The Black Girl’s Guide To Travel: You Deserve To See The World—Alone

This web page was created programmatically, to learn the article in its unique location you may go to the hyperlink bellow:
https://www.essence.com/lifestyle/travel/solo-travel-tracee-ellis-ross/
and if you wish to take away this text from our website please contact us


The Black Girl's Guide To Travel: You Deserve To See The World—Alone
Roku

There is energy in packing a bag solely for your self. Actress Tracee Ellis Ross shares this energy in her sequence, Solo Traveling with Tracee Ellis Ross, and it’s a fact that Black girls have identified for years.

I do know this firsthand as yearly of my 30s, I’ve taken a solo birthday journey, from Daytona Beach to Costa Rica to Tulum. What began as a private custom has develop into a reminder that pleasure doesn’t at all times require firm. Sometimes the most effective journeys are those we take only for ourselves.

According to latest journey analysis, Black American leisure vacationers took 184 million trips in 2023, spending $145 billion, a 33% improve from 2019. Industry analysts say that Black girls gasoline that development, as they lead what’s being known as the “solo travel revolution.”

So Why Now?

After spending years in lockdown from private and shared trauma, there are numerous Black girls with a “do it now” mentality.

“Solo travel has freed me from co-dependency and the need for outside validation,” says Christane ‘Kris’ Njatcha, who runs Journeys with Kris. “Traveling alone taught me to trust myself—my instincts, my choices, and my ability to navigate new environments.”

For others, solo journey is about creating house the place the world doesn’t at all times provide it. Tanyka Renee, a New York-based solo traveler, says touring alone offers her a freedom that on a regular basis life hardly ever permits. “Solo travel gave me more than new passport stamps. It gave me healing, perspective, and a renewed sense of self… Traveling alone allowed me to shed expectations, immerse myself in new cultures, and create space for joy and peace on my own terms.”
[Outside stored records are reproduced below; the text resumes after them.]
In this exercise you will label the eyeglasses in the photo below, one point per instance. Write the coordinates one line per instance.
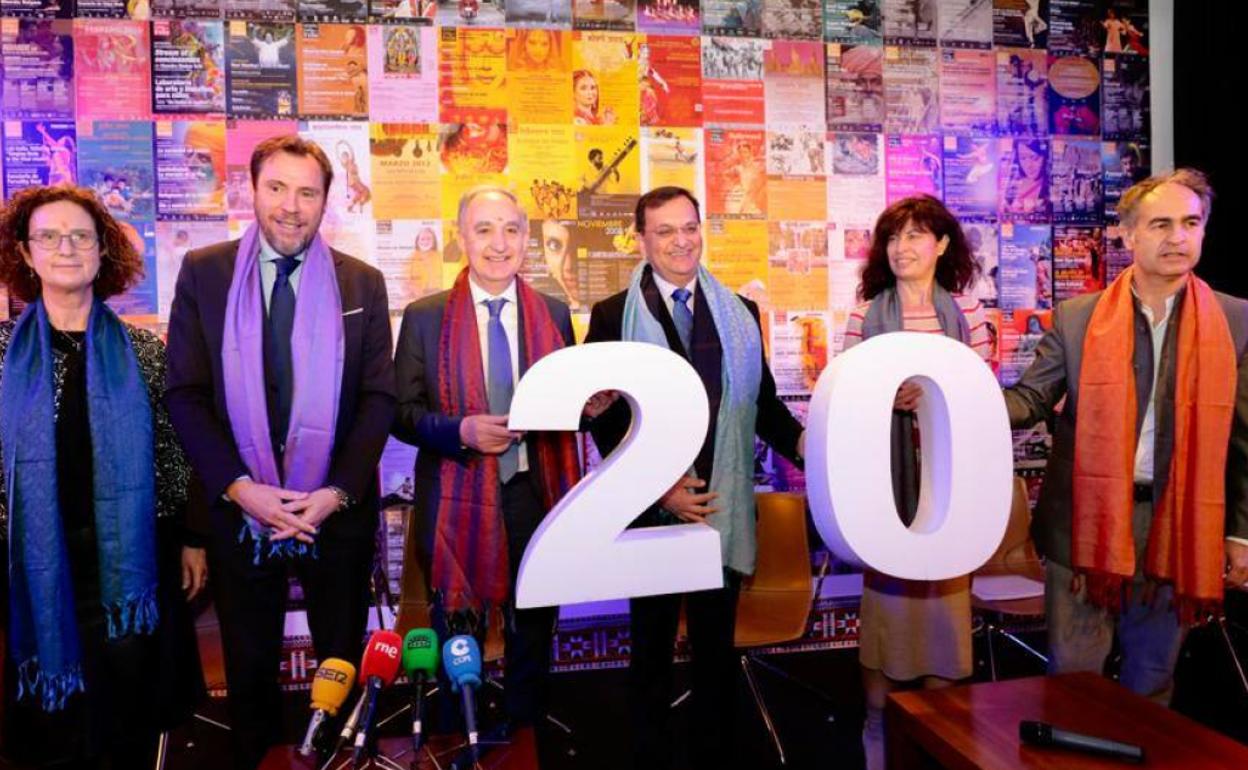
(50, 240)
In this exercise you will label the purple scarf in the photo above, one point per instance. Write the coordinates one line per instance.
(316, 341)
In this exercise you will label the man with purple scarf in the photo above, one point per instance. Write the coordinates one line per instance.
(281, 388)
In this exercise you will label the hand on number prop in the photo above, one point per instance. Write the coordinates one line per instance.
(690, 506)
(487, 433)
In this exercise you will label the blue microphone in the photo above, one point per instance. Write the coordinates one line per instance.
(461, 658)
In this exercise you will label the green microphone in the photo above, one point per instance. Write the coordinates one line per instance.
(421, 665)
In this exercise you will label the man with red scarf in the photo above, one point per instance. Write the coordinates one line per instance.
(483, 489)
(1143, 516)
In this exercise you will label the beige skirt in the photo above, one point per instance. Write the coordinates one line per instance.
(915, 628)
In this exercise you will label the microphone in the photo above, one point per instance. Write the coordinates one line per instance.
(377, 670)
(331, 685)
(461, 658)
(1043, 734)
(421, 664)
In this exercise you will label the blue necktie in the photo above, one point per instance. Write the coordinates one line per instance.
(281, 321)
(683, 318)
(499, 385)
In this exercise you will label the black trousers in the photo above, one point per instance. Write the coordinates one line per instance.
(251, 607)
(711, 618)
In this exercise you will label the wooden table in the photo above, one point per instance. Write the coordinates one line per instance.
(518, 754)
(976, 726)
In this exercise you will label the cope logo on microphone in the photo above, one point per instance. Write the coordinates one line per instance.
(332, 675)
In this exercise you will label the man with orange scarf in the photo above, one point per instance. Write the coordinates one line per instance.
(1143, 516)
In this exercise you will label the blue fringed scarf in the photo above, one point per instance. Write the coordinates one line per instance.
(43, 629)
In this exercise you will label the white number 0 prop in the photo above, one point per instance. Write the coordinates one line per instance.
(582, 550)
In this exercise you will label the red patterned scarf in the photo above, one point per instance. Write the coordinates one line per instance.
(469, 549)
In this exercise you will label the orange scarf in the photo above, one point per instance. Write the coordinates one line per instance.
(1186, 540)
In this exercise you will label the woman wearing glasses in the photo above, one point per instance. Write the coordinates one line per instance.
(100, 652)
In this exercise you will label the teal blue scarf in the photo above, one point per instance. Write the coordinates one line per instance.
(733, 472)
(43, 629)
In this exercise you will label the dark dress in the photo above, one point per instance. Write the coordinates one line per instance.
(137, 685)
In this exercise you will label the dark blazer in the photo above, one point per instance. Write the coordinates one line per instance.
(195, 389)
(1056, 373)
(422, 419)
(775, 424)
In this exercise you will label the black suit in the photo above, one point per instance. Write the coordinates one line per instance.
(423, 422)
(251, 599)
(711, 614)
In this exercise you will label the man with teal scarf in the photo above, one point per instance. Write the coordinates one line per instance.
(673, 301)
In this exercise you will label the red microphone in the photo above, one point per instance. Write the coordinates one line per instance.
(377, 670)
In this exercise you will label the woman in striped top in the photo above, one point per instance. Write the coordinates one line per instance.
(910, 630)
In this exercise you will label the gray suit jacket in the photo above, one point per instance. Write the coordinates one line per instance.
(1056, 373)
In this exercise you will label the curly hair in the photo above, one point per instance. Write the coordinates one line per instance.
(955, 270)
(121, 265)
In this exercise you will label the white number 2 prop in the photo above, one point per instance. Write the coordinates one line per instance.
(582, 550)
(966, 452)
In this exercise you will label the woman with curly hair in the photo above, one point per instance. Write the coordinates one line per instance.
(101, 652)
Tacha Fletcher, attachment trauma skilled, licensed psychotherapist, and authorized holistic life coach at Wellness Tree Counseling LCSW PLLC, has witnessed that shift firsthand.

She notes that the pandemic compelled many to confront what it meant to be with themselves, with out titles or roles to outline them. “Solo travel is uniquely meaningful now because it offers Black women the chance to build deeper intimacy with themselves,” Fletcher says. “It provides space to regulate the nervous system and heal from the chronic stress that comes with the intersection of being both Black and a woman in America.”

Liberation, Not Loneliness

For many Black girls, touring alone isn’t about loneliness in any respect; it’s about liberation. Carissa Boston, a journey content material creator who has been touring solo for almost a decade, describes a birthday journey to Europe, which she took after associates canceled, as a revelation. “That one choice taught me so much,” she says. “First, the importance of celebrating myself, whether others show up or not. Since then, I’ve made it a tradition to take a solo trip every single year for my birthday.”

That feeling of empowerment is what Ross captures on-screen. The Golden Globe-winning actress has shared moments when strangers made assumptions about her, assuming she should be lonely or that another person had paid for her journey. Instead, she turned these experiences into proof that selecting to be by your self will be joyful, daring, and liberating.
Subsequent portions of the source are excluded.